Wobbly Paving Stones

Journey on the grinding tube station escalator. Through the gates, people skipping to avoid  contact, excited conversations, raised voices, smiles, arguments and hugs all exchanged in the theatre that is the ticket hall. Up the steps, two at a time,  the heat from the warm sun pierces through the mass of bodies. I reach the summit and surface in Brixton. The street preachers are still wasting their time, the kaleidoscope of scents, some pleasant, some not so.  Traffic fumes, spices, flower seller, the trader selling incense sticks whose smoke dances from the sticks and drifts into the bustling street. Then vanishes. The white hipster with his carefully trimmed beard and the elderly Caribbean lady seem to have little common ground.  They pass as if divided by continents.
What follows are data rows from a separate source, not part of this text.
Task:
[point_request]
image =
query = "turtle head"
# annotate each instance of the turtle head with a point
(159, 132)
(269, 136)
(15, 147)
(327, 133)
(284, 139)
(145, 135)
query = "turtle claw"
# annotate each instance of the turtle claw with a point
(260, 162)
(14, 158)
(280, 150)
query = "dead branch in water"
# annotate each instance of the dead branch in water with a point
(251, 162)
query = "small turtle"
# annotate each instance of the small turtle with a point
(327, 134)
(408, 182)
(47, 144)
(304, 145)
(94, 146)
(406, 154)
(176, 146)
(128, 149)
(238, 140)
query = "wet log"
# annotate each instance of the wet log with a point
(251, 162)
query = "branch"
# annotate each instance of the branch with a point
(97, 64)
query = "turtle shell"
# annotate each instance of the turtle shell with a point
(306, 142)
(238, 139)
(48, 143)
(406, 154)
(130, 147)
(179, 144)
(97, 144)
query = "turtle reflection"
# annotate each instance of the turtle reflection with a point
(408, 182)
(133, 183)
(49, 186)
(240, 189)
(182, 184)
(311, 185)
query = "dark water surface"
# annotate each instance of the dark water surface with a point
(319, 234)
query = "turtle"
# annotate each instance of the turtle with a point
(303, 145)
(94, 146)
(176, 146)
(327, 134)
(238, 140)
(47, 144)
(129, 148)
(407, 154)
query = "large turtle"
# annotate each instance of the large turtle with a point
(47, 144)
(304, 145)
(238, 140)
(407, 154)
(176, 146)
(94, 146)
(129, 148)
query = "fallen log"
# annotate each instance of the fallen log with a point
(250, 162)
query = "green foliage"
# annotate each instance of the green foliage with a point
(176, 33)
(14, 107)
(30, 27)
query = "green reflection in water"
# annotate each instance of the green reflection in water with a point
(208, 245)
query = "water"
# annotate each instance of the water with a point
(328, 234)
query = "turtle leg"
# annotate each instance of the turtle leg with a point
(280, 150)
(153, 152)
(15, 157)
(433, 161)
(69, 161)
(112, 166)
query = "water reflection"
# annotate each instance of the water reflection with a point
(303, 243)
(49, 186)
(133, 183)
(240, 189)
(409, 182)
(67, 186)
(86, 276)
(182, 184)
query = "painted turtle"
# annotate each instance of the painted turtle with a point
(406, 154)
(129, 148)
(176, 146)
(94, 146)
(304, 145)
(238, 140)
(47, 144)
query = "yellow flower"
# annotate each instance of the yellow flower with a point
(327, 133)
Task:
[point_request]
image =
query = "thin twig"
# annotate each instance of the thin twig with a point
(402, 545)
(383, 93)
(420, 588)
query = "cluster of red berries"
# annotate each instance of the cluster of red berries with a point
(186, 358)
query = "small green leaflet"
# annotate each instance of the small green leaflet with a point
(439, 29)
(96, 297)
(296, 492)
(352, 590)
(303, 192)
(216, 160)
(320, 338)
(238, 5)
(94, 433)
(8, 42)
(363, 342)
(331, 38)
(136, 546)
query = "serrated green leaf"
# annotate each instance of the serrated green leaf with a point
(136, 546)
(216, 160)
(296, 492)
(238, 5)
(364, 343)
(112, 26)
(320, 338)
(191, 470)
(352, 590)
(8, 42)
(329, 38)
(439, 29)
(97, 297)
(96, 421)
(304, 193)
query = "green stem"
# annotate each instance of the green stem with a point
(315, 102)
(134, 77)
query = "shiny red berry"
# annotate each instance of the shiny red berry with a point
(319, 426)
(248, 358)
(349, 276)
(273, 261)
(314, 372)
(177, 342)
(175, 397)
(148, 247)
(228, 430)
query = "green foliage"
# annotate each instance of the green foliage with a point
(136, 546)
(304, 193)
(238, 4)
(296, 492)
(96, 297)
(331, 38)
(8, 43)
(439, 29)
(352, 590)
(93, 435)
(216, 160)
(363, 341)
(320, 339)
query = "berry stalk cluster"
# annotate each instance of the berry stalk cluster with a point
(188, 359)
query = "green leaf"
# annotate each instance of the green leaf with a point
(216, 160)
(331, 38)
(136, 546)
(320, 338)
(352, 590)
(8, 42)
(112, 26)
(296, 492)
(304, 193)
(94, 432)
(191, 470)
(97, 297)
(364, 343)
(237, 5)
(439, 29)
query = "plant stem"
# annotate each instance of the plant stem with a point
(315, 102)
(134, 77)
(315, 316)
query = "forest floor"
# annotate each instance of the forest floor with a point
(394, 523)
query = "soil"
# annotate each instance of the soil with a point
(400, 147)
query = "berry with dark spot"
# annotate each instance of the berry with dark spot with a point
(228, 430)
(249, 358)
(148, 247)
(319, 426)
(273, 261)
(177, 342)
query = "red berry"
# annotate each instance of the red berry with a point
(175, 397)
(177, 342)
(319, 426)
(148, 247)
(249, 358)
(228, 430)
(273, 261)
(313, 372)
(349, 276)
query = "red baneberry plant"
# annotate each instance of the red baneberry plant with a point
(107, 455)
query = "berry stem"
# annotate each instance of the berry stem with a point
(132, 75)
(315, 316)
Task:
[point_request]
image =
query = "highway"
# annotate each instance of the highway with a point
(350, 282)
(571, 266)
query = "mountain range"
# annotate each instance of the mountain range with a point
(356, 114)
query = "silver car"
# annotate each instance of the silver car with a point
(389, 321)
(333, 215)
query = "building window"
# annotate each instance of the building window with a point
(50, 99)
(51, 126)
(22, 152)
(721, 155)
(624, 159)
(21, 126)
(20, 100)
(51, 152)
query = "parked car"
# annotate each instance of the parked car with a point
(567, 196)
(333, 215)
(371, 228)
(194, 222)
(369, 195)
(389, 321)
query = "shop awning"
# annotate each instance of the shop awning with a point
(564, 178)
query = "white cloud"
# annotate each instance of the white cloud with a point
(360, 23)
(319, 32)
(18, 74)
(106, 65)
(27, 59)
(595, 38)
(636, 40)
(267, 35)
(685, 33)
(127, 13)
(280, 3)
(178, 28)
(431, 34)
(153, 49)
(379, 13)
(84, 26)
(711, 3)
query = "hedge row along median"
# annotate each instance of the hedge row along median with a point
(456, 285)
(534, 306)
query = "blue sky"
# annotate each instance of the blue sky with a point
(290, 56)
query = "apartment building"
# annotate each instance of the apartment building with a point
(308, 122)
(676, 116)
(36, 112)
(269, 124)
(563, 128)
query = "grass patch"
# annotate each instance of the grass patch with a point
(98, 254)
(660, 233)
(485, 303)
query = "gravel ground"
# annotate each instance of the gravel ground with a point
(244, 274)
A gentle tap on my back and I turn. An ex-work acquaintance announces her presence. “What are you doing in Brixton stranger?” she asks abruptly. “Enjoying myself and how are you? I reply. There is a pause. “Strange how the familiar seems different when you have an opportunity to look at it from another perspective,” I add. “Things change John, but nothing changes” she presents her dichotomy with a sense of frustration. She looks tired, slightly pale. “It never ends, dealing with angry people, managing decline, not having the resources, long working hours, the habitual restructure, the cycle turns and turns and turns. “ I have little energy reserves, to be brutally honest, to give much sympathy. She reads my eyes. An uncomfortable realisation that I am no longer part of that world and the conversation loses its purpose. A few more stumbled words, a look of resignation, she smiles says goodbye and vanishes into the crowd for another meeting. The trouble I find is that when things relentlessly keep on moving people tend to lose sight of the simple things. The building blocks, which create the foundations for life, community. At this point, I sense a small movement beneath my feet. I look down and realise I am standing on a wobbly paving stone. The ground is moving, but there are no cracks as yet.